The discovery and design of novel therapies is an increasingly challenging endeavour in the 21st century; though technology has progressed in leaps and bounds, identifying previously unknown molecules and drugs has become trickier, and every avenue that could accelerate or enhance the process must be explored. Approaches that were once unthinkable, such as artificial intelligence, have become commonplace in drug discovery – and now, quantum computing is emerging as pharma’s next frontier.

Unlike classical computers, which rely on bits that are either on or off, quantum computers use qubits, which can either be on or off, or both – known as the super-position. This super-position allows quantum computers to make multiple calculations at one time, and with far greater efficiency than traditional technology allows.

The advantages of quantum computing

Though the application of quantum mechanics in pharma is still in its infancy, quantum computers’ capacity to drastically accelerate and optimise testing and predictions makes it a natural partner for the drug discovery space – and the life sciences are keen to get involved. QuPharm, for example, was formed in 2020 by major drugmakers to advance the implementation of quantum computing in the pharmaceutical industry. One company working to make this dream of quantum-powered drug discovery a reality is Australian-German start-up Quantum Brilliance.

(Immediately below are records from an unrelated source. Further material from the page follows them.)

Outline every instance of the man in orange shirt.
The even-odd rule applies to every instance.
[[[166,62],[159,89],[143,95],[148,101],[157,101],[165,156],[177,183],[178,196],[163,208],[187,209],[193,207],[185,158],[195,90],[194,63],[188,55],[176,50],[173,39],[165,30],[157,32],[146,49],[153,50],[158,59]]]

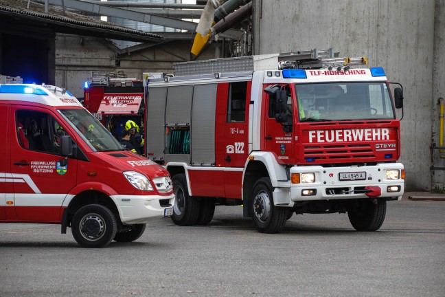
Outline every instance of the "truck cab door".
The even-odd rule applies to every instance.
[[[225,168],[225,197],[241,198],[242,170],[249,155],[249,107],[251,81],[220,84],[218,89],[217,160]],[[219,136],[218,136],[219,135]],[[222,160],[221,160],[222,159]]]
[[[45,109],[13,107],[11,114],[13,124],[23,123],[25,132],[25,138],[11,137],[15,219],[60,223],[63,201],[76,183],[77,160],[60,165],[58,138],[67,134],[67,127]]]
[[[262,129],[262,147],[265,151],[273,153],[277,161],[282,164],[294,163],[294,109],[293,100],[293,90],[288,85],[279,86],[286,92],[286,120],[284,122],[277,121],[277,115],[280,111],[277,107],[275,96],[269,96],[263,92],[263,129]]]
[[[0,145],[0,221],[6,219],[6,204],[7,195],[12,195],[12,184],[8,183],[6,175],[10,173],[10,164],[9,162],[10,153],[10,138],[11,135],[10,116],[9,114],[9,105],[0,105],[0,114],[3,117],[3,120],[6,123],[5,126],[0,130],[0,139],[3,140],[2,145]]]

According to the company’s co-founder and chief scientific officer Marcus Doherty, quantum computers have a natural advantage over classical systems when it comes to simulating molecules for in silico drug discovery and design.

“Quantum computers behave by the same laws as the molecules themselves, which means that you can be much more efficient at simulating a molecule using a quantum computer than you can with a classical computer,” he says. “If you want to simulate two atoms, then for a quantum computer you only need, let’s say, two qubits to do that simulation. But for a classical computer, you would need at least four bits to simulate.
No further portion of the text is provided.